Tout le monde attend la naissance de l’enfant
L’humanité est aujourd’hui à un tournant de son histoire. L’écrasante majorité des habitants d’Asie, d’Amérique latine, d’Afrique et du Moyen-Orient sont fatigués, épuisés, esquintés et éreintés par l’ampleur des malheurs, des injustices et des ravages occasionnés par le système unipolaire que dominent les Etats-Unis d’Amérique et leurs vassaux européens depuis un tiers de siècle, et plus précisément depuis l’effondrement de l’Union soviétique en 1991.
Depuis cette date, l’Amérique s’est autoproclamée non seulement comme l’unique superpuissance du monde, mais comme « la force du bien » qui combat « les forces du mal », c’est-àdire tous ceux, pays, institutions et personnes morales et physiques, qui rechignent à appliquer les ordres venus de Washington ou contestent l’ordre unipolaire.
Les terrifiants attentats du 11 septembre 2001 se sont avérés une aubaine pour un groupe de politiciens illuminés, les néo¬conseravateurs, qui ont réussi à s’emparer du pouvoir de décision à Washington, écartant de l’Establishment tous ceux qui ne partagent pas leurs vues.

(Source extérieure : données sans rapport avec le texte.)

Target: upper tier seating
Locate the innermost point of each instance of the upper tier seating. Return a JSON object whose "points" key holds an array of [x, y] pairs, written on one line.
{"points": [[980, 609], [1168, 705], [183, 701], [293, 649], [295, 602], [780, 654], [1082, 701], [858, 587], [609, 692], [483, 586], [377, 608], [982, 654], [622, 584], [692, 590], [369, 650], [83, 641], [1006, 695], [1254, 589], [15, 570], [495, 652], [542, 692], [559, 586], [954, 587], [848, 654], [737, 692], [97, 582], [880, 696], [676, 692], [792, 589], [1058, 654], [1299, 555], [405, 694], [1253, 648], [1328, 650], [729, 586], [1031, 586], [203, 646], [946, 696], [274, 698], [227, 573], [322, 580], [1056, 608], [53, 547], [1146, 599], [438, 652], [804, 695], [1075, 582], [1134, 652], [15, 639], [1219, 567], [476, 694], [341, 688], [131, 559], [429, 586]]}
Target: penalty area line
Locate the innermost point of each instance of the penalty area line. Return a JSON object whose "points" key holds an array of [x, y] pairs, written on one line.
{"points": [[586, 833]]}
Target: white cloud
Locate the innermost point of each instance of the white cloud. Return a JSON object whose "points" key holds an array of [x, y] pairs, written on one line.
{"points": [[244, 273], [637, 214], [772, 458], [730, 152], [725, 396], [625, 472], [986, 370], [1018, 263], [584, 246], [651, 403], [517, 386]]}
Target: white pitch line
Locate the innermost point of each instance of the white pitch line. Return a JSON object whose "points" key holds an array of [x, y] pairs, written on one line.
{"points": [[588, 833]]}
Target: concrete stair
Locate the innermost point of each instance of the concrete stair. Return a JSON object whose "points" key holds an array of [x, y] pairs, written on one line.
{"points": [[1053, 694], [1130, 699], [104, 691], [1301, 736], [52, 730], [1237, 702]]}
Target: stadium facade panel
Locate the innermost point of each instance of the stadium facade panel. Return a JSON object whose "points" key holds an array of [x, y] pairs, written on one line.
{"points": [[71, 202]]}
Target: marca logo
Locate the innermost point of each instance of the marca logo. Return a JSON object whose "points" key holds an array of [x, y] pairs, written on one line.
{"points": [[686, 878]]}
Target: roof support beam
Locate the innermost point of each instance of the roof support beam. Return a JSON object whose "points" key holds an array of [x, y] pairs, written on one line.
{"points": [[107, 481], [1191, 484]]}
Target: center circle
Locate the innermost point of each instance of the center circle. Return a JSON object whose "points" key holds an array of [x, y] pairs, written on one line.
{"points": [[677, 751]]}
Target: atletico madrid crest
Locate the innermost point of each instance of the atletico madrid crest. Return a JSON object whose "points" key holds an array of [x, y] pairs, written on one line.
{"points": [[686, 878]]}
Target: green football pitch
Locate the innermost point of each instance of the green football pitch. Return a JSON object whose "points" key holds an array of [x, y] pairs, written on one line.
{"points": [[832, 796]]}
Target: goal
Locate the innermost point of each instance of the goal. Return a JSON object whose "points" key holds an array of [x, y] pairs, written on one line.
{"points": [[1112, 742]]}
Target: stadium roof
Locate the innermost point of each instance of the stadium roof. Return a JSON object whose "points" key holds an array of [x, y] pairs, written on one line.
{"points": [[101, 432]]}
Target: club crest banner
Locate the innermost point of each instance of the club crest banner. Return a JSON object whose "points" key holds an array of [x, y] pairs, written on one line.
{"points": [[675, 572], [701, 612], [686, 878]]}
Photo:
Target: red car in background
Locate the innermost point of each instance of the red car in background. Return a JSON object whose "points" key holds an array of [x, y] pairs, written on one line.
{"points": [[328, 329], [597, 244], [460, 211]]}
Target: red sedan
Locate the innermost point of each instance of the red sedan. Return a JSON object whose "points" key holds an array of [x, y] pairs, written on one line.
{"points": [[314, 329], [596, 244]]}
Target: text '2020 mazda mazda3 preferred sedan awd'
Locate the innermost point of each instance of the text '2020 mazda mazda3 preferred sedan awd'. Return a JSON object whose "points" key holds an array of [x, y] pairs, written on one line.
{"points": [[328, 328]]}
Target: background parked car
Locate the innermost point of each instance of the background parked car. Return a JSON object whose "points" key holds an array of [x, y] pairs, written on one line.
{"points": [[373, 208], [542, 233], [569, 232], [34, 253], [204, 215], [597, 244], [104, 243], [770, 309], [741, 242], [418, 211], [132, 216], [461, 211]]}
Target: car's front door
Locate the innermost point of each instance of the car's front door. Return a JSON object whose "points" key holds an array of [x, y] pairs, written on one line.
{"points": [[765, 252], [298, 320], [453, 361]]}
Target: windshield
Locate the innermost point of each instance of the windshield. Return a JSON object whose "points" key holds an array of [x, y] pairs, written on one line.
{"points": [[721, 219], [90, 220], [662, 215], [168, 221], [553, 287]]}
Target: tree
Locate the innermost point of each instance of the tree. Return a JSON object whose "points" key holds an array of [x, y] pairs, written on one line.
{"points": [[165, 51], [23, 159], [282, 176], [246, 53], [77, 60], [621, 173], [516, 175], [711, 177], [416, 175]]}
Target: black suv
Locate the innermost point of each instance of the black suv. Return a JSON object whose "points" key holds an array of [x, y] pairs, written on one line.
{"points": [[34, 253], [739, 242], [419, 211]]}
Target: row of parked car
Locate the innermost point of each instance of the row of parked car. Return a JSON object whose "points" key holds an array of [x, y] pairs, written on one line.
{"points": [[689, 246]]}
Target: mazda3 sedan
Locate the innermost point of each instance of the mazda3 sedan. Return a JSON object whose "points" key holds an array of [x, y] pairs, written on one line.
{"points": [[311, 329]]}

Ils ont réussi également à injecter dans la politique étrangère américaine une dose d’agressivité faramineuse, plaçant la plus puissante armée du monde sur la voie d’un aventurisme militaire dévastateur.
Le résultat est connu : plusieurs pays détruits, des millions de morts et de blessés, des dizaines de millions de réfugiés, une déferlante terroriste sans précédent. Et la dizaine de trillions de dollars dépensés n’ont servi qu’à enrichir encore plus les marchands de la mort et semer la misère, la destruction et l’insécurité dans le monde. L’humanité est aujourd’hui à un tournant de son histoire. La guerre d’Ukraine est enceinte d’un monde nouveau. La violence qui mine ce pays et son peuple, le marasme économique, les pénuries et le désordre financier qui empoisonnent la vie de milliards d’êtres humains s’apparentent aux douleurs de l’accouchement. Tout le monde attend l’enfant à naitre.
S’il nait en bonne santé, nous aurons un nouvel ordre mondial multipolaire, où des équilibres entre les grandes puissances se mettront forcément en place. Où la propension à la coopération se substituera à la propension à la domination. Où l’entraide et l’assistance se substitueront à l’avidité et à l’arrogance. Où l’énergie créatrice se substituera à l’énergie destructrice.
Si, par malheur, il est mort-né, le monde entrera dans une nouvelle phase de désordre, de déstabilisation et d’insécurité. En effet, la guerre d’Ukraine est un bras de fer sanglant, par Ukrainiens interposés, entre ceux qui veulent que cette grossesse aboutisse à la naissance d’un enfant en bonne santé qui donnerait un nouveau départ et un nouvel espoir à l’humanité, et ceux qui veulent provoquer un avortement pour maintenir les choses en l’état et perpétuer le pillage et le carnage, la déprédation et la dévastation qu’imposent au monde les va-t-en guerre qui tiennent le haut du pavé à Washington, avec l’aide de leurs alliés européens.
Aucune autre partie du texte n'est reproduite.